Mines minister trying to regain Alaska’s confidence in B.C.
British Columbia's Energy Minister Bill Bennett is in Alaska in an effort to regain the state’s confidence in B.C.'s mining industry, which has weakened since the Mount Polley mine disaster.
Bennett, Canadian Press reports, believes many Alaskans perceive the province’s resource sector as a threat to their environment and salmon fishery.
Right after the breach, as The Tyee(*) reported, local media drew similarities between the Canadian mine leak and the tailings dams that could one day be part of some of the projects proposed close to the watersheds common to Alaska and B.C. —the Unuk, Taku and he Stikine.
"All of a sudden we have now a potential issue with Alaska given that many of these (mine) projects are located in B.C. watersheds that ultimately flow into Alaska watersheds," Bennett told CP.
The first of these planned mines would a copper and gold project —Red Chris— by Mount Polley-owner Imperial Metals (TSX:III) in northwest B.C. The almost completed mine is located near the Iskut River, a major tributary of the Stikine River, which ends in southeast Alaska and it is considered one of the largest salmon habitats in the Tongass National Forest.
Alaskans did grow anxious and the state asked the Canadian government for greater involvement in the approval and regulation of Red Chris, scheduled to open later this year.
Another object of Alaskans animosity has been the $5.3 billion Kerr-Suphurets-Mitchell (KSM) project, owned by Seabridge Gold Inc. (TSX:SEA).
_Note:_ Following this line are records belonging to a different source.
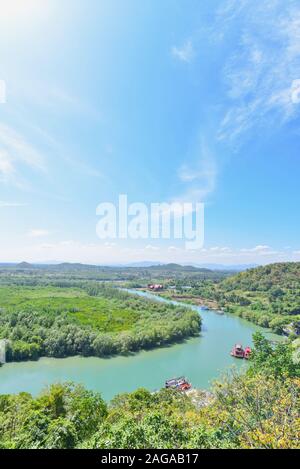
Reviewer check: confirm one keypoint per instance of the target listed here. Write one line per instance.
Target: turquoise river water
(201, 360)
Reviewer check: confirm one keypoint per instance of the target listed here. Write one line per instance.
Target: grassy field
(94, 320)
(99, 313)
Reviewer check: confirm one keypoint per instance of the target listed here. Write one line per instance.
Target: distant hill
(267, 295)
(24, 265)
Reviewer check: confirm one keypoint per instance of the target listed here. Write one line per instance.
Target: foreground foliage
(259, 409)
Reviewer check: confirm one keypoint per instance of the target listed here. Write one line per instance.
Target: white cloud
(11, 204)
(262, 71)
(149, 247)
(185, 53)
(38, 233)
(16, 151)
(200, 177)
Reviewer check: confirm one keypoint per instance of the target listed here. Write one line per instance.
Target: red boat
(181, 384)
(238, 351)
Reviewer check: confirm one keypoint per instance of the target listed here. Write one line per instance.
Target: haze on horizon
(175, 102)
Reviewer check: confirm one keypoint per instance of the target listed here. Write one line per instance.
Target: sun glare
(22, 12)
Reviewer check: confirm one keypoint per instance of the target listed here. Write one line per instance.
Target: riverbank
(201, 359)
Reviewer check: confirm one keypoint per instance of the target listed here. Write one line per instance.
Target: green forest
(94, 320)
(257, 409)
(268, 296)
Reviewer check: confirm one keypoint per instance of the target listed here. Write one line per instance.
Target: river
(201, 360)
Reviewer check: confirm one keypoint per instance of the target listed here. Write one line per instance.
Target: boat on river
(181, 384)
(239, 352)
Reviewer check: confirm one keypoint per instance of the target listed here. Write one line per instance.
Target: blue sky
(162, 101)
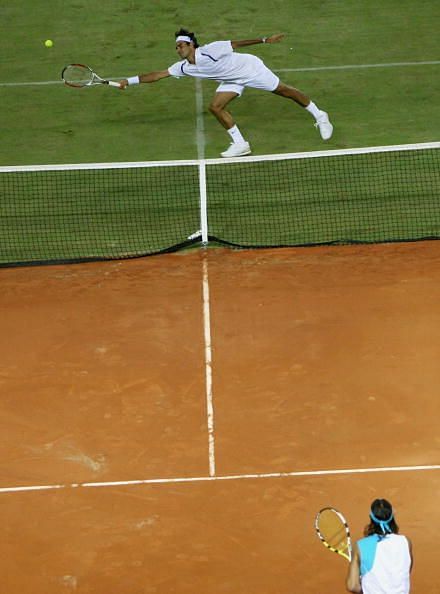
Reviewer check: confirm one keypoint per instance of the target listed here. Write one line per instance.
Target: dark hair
(382, 510)
(188, 34)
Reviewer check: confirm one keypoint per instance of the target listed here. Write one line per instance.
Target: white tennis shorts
(261, 78)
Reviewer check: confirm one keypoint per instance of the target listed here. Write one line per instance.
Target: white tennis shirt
(218, 61)
(385, 565)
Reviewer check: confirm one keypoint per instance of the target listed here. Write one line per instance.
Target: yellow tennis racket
(333, 531)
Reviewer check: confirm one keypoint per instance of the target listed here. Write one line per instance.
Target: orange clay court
(323, 359)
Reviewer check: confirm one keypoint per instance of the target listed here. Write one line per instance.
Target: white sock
(236, 136)
(314, 110)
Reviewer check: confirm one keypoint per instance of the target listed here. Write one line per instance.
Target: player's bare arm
(147, 78)
(353, 582)
(271, 39)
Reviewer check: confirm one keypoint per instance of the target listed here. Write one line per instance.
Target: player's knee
(215, 109)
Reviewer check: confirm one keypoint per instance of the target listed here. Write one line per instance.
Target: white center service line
(232, 477)
(208, 365)
(305, 69)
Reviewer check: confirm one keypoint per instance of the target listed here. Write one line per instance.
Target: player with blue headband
(382, 561)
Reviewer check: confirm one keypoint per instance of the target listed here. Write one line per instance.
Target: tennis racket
(80, 75)
(333, 531)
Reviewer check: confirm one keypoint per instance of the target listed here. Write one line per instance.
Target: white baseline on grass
(304, 69)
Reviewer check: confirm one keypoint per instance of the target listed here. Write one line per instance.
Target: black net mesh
(84, 214)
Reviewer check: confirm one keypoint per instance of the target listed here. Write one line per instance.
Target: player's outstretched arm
(271, 39)
(149, 77)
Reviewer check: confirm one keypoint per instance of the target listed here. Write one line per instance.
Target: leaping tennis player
(234, 71)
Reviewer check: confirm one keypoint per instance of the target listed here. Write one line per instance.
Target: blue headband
(383, 523)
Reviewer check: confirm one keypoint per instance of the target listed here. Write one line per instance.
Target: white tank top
(391, 562)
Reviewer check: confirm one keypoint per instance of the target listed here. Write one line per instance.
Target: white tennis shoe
(237, 150)
(324, 125)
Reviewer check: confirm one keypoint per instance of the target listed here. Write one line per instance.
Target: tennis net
(72, 213)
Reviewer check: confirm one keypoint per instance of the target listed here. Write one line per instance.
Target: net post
(203, 201)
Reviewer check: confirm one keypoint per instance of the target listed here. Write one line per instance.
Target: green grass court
(369, 106)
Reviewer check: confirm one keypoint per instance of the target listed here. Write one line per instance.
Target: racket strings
(333, 532)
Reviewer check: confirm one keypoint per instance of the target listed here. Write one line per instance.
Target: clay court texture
(172, 424)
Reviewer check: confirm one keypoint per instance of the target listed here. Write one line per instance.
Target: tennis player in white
(219, 62)
(382, 561)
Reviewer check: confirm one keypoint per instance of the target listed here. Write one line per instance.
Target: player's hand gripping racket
(333, 530)
(79, 75)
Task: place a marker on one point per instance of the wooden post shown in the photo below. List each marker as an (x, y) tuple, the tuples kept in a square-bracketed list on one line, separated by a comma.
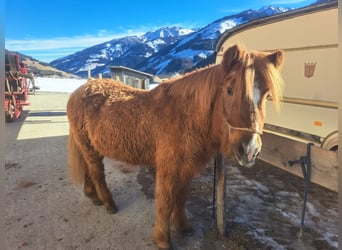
[(221, 194)]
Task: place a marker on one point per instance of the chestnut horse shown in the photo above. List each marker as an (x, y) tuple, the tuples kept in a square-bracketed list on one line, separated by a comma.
[(176, 127)]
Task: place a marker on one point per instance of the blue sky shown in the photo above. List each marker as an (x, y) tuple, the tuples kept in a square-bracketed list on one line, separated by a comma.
[(50, 29)]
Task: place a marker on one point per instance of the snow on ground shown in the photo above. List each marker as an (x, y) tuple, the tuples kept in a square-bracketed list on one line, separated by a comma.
[(58, 85)]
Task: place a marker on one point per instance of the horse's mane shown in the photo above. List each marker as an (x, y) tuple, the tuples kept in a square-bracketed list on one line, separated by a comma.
[(202, 84), (251, 63), (272, 77), (199, 84)]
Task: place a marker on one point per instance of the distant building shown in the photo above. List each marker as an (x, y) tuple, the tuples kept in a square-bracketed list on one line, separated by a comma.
[(132, 77)]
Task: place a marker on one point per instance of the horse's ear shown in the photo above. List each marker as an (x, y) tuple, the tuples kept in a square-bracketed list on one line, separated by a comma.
[(232, 56), (277, 58)]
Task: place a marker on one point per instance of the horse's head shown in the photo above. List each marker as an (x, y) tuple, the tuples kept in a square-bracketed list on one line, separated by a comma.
[(250, 78)]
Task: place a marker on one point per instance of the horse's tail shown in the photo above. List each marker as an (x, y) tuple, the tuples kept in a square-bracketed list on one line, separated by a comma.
[(76, 163)]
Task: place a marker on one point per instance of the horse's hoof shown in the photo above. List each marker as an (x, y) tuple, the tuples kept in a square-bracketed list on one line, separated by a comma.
[(188, 231), (164, 246), (112, 210), (97, 202)]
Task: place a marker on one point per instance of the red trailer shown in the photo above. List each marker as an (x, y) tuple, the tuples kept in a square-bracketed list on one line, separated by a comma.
[(16, 86)]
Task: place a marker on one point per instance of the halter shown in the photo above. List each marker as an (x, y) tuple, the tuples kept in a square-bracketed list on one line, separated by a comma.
[(251, 130)]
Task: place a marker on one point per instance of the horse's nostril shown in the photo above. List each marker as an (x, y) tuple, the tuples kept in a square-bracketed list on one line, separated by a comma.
[(241, 149), (256, 154)]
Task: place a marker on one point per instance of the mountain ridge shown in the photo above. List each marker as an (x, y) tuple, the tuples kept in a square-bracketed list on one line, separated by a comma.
[(165, 51)]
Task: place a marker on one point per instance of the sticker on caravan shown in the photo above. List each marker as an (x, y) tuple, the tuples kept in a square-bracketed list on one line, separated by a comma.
[(309, 69)]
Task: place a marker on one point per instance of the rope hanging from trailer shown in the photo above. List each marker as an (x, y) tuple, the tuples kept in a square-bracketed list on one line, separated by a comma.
[(305, 162)]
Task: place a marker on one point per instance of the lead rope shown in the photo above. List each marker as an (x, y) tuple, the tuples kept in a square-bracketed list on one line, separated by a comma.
[(214, 188), (305, 162)]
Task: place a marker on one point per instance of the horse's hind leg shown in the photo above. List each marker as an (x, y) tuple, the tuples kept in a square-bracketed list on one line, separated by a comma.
[(96, 178), (90, 190)]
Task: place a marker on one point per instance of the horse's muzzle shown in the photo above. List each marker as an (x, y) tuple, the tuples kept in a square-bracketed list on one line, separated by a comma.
[(246, 153)]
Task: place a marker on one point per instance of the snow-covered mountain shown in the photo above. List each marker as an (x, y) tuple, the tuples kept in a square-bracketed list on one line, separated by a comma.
[(164, 51)]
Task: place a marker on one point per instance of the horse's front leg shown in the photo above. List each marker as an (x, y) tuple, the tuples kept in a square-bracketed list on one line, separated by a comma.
[(179, 218), (166, 182)]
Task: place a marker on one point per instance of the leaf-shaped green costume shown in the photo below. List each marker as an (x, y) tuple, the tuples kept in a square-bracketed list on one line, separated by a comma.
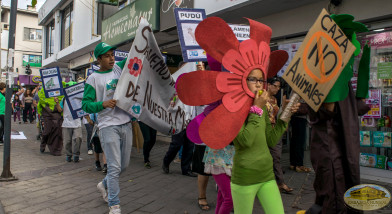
[(340, 89)]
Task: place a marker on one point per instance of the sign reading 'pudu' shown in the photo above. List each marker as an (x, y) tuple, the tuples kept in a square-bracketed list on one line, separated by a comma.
[(319, 61)]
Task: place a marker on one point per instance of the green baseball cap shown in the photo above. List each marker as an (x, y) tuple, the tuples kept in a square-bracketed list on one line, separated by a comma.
[(102, 48)]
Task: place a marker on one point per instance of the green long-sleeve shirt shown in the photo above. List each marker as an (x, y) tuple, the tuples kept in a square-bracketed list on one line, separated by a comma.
[(252, 161)]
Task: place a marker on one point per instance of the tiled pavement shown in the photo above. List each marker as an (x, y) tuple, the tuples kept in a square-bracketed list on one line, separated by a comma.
[(48, 184)]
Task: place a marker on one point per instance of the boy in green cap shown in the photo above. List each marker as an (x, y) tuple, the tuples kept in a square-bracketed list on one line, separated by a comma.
[(115, 132)]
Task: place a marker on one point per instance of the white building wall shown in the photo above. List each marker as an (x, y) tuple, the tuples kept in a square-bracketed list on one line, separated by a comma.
[(24, 46)]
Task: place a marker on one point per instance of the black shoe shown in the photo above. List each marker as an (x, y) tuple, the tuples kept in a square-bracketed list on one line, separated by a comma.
[(98, 166), (105, 168), (190, 174), (165, 169), (68, 158), (76, 159), (147, 165)]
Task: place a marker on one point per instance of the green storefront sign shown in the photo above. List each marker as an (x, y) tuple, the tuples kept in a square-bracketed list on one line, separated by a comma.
[(384, 70), (122, 26)]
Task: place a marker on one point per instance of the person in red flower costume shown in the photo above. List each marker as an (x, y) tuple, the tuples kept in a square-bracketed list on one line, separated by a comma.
[(239, 116)]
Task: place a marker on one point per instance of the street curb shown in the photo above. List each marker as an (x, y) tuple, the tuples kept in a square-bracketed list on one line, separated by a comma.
[(1, 208)]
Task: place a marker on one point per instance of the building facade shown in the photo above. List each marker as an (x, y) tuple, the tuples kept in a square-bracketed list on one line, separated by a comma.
[(28, 44)]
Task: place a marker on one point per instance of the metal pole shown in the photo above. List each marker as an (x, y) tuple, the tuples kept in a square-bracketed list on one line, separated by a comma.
[(7, 175)]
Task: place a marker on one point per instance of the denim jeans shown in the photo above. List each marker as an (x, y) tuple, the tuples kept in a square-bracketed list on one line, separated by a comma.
[(72, 138), (116, 142)]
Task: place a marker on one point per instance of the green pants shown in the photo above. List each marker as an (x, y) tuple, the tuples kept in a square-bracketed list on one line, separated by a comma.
[(267, 193)]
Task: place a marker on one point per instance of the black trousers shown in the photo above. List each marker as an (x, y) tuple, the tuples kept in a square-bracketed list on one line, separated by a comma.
[(28, 109), (2, 128), (297, 142), (150, 137), (89, 130), (179, 140)]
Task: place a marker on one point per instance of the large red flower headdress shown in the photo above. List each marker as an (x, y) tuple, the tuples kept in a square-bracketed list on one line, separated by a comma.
[(223, 123)]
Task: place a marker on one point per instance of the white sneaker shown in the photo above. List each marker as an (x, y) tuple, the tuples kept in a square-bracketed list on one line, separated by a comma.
[(115, 209), (103, 191)]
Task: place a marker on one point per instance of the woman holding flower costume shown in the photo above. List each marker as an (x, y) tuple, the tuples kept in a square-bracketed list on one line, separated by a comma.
[(239, 118)]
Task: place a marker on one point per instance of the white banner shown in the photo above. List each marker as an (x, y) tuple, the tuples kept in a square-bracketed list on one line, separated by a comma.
[(146, 87)]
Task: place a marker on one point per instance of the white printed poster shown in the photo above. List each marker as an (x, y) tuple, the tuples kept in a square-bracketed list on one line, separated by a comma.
[(146, 87)]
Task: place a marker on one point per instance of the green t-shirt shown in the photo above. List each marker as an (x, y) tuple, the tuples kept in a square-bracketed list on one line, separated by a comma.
[(252, 162)]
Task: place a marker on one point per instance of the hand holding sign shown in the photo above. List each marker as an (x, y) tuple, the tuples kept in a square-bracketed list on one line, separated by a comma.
[(261, 99), (109, 103)]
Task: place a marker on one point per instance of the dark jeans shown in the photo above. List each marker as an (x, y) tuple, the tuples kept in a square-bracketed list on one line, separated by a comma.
[(276, 153), (2, 128), (28, 110), (179, 140), (297, 142), (89, 130), (149, 136)]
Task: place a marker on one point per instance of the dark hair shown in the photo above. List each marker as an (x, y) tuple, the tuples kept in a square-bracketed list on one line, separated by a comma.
[(274, 79), (2, 85), (25, 93)]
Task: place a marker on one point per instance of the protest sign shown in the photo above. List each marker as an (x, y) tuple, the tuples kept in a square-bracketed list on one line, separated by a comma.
[(319, 61), (120, 55), (146, 87), (187, 21), (374, 102), (51, 80), (74, 95)]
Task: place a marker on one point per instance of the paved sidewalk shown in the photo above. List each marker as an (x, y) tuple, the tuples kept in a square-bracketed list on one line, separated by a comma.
[(48, 184)]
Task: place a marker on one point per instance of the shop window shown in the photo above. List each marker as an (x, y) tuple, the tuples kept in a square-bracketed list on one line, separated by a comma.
[(50, 39), (66, 26), (376, 132), (31, 34)]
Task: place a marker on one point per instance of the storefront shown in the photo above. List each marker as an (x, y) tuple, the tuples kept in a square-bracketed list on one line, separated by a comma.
[(376, 129)]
They claim the project, already approved in B.C., could generate two billion tons of waste rock. This would require tailings storage in the Nass River drainage and waste rock dumps in the Unuk watershed.
Minister Bennett is scheduled to give a presentation Wednesday at the mining convention on the B.C. government's response to the tailings failure at Mount Polley.
(*) Note: The original version of this article failed to refer to The Tyee as one the sources used for background research. We apologize and make note this story has been updated to reflect that, with the corresponding link to the piece by freelancer Christopher Pollon.